The children saw two things as they walked across the bridge. The first was a huge red-and-white boat heading in from the south, HURTIGRUTEN written on its side. As they saw it, they heard it too: its horn filled the fjords with a deep blast of sound that echoed from mountainside to mountainside.
‘That’s the Hurtigruten,’ Lesh explained. ‘It’s a boat service that runs up and down the Norwegian coast. There are a few boats going north and south at any one time. It takes a week to travel the length of the country.’
The other thing they all saw from the bridge was a man standing exactly halfway across, hundreds of metres above the choppy water. And he looked familiar.
‘Isn’t that …?’ Kester asked.
‘Sergei Esenin,’ Lesh confirmed. ‘No question. Just like he looks in the photos we saw.’ ‘What’s he doing here?’ Lily asked.
‘I don’t know,’ Kester replied. ‘But is it normal to stop on a bridge and just stare into the water?’
‘Well, we’re doing it,’ Hatty pointed out.
‘True,’ Kester conceded.
The Squad carried on talking as they moved past Esenin, covering the sort of trivia they knew would sound normal. Football. Who was winning and who was losing back in England.
The Russian’s eyes were so fixed on the channel of water beneath him that he didn’t seem to notice them anyway. He looked young and extremely fit. Not at all how they imagined a scientist to be.

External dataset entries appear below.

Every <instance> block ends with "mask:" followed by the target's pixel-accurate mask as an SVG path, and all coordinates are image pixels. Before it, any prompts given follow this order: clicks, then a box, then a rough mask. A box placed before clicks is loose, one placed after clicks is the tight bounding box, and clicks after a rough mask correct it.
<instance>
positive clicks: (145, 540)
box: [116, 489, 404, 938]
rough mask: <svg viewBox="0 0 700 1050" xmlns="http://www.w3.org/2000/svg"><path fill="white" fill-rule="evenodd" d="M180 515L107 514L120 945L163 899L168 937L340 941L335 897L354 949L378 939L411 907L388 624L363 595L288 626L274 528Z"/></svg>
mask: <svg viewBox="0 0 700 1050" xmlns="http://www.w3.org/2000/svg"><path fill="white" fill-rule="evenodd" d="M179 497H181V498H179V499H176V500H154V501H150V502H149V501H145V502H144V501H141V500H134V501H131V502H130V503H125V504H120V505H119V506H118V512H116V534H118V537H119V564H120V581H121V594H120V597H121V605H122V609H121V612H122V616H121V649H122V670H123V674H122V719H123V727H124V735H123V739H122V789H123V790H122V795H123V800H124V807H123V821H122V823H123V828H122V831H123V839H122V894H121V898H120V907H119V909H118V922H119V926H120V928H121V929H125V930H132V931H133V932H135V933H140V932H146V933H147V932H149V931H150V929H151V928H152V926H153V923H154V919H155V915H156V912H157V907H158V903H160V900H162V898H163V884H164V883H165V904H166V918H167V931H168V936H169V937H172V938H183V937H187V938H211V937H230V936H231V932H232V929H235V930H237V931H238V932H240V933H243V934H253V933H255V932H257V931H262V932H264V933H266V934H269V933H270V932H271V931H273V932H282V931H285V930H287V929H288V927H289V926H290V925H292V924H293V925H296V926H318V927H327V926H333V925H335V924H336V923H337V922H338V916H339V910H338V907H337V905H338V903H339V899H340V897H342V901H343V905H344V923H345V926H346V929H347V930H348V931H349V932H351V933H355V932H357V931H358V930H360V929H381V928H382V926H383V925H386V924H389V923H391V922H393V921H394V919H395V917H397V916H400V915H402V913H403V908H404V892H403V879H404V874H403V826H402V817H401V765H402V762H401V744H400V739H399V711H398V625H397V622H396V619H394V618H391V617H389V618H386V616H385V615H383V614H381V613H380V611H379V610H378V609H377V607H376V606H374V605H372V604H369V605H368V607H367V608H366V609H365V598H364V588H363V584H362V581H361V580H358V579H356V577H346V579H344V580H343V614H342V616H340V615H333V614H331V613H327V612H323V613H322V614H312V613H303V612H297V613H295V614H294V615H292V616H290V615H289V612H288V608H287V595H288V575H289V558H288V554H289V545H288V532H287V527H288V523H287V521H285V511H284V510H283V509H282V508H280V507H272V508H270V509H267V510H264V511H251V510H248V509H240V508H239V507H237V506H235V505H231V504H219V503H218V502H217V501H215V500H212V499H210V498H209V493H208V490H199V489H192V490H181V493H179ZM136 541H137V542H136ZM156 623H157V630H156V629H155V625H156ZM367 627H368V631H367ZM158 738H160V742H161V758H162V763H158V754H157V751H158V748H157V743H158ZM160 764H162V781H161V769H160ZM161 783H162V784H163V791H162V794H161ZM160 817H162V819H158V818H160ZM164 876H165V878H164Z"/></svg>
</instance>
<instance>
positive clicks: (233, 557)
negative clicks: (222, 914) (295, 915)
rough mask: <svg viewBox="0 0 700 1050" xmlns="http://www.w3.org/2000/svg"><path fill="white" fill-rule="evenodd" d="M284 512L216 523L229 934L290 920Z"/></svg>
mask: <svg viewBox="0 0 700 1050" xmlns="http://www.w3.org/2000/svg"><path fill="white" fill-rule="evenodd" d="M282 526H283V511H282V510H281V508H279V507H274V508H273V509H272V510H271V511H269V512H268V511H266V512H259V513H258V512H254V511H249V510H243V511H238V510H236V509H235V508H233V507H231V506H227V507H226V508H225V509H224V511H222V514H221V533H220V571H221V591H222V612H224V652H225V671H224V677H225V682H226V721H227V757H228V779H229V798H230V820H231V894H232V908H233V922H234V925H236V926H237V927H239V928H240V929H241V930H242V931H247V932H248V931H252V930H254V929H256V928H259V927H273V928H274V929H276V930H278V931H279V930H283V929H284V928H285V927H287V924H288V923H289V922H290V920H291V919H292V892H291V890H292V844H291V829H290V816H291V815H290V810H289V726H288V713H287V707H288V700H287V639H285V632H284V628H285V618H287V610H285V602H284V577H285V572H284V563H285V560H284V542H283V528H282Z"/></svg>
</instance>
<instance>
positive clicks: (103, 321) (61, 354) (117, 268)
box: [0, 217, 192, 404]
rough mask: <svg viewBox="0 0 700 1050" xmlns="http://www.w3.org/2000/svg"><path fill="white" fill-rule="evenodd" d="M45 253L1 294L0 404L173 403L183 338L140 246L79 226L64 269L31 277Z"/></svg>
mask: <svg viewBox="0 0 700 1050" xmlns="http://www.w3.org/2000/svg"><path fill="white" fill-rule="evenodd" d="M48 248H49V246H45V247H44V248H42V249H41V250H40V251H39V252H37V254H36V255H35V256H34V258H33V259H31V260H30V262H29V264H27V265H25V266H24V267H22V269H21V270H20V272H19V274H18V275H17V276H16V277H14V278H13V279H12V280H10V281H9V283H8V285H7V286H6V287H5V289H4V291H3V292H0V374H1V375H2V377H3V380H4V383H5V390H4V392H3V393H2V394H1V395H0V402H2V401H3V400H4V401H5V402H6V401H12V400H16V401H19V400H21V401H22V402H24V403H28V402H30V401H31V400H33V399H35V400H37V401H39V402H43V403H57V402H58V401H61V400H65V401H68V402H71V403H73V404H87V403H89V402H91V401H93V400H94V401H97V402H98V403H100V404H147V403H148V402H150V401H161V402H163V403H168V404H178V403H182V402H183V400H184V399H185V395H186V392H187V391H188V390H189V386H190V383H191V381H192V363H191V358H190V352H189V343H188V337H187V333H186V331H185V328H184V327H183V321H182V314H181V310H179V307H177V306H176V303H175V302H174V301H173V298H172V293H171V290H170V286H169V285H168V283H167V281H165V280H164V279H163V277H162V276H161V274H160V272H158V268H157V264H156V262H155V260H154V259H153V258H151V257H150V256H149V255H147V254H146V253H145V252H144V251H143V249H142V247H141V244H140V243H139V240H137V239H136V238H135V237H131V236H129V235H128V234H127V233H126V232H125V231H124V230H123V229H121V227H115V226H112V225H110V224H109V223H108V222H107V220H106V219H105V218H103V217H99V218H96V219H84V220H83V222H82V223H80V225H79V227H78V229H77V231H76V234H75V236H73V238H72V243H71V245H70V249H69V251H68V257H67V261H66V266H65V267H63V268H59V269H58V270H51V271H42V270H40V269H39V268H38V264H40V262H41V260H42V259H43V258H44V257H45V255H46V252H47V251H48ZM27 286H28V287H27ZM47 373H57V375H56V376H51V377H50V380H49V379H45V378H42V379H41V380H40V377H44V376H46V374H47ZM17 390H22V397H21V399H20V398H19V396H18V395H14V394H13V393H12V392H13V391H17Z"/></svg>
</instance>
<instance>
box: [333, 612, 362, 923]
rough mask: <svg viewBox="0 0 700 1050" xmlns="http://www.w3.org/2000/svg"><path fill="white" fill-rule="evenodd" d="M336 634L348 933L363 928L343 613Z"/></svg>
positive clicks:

When they were safely past him, Kester asked the question everybody had lodged in their minds. ‘What was he looking for?’
‘Something in the water?’ Lily suggested.
‘Or under it?’ Lesh added. ‘A Russian submarine?’
‘The warhead,’ Hatty said. ‘He knows it’s coming in and he’s monitoring it. Maybe.’
‘I think it’s time we reported back to the Prime Minister,’ Kester concluded. ‘We’re starting to get some ideas about what’s going on – and who might be involved.’
The five children picked up their pace, heading towards the conference hotel, as a vicious hailstorm swept off the mountains.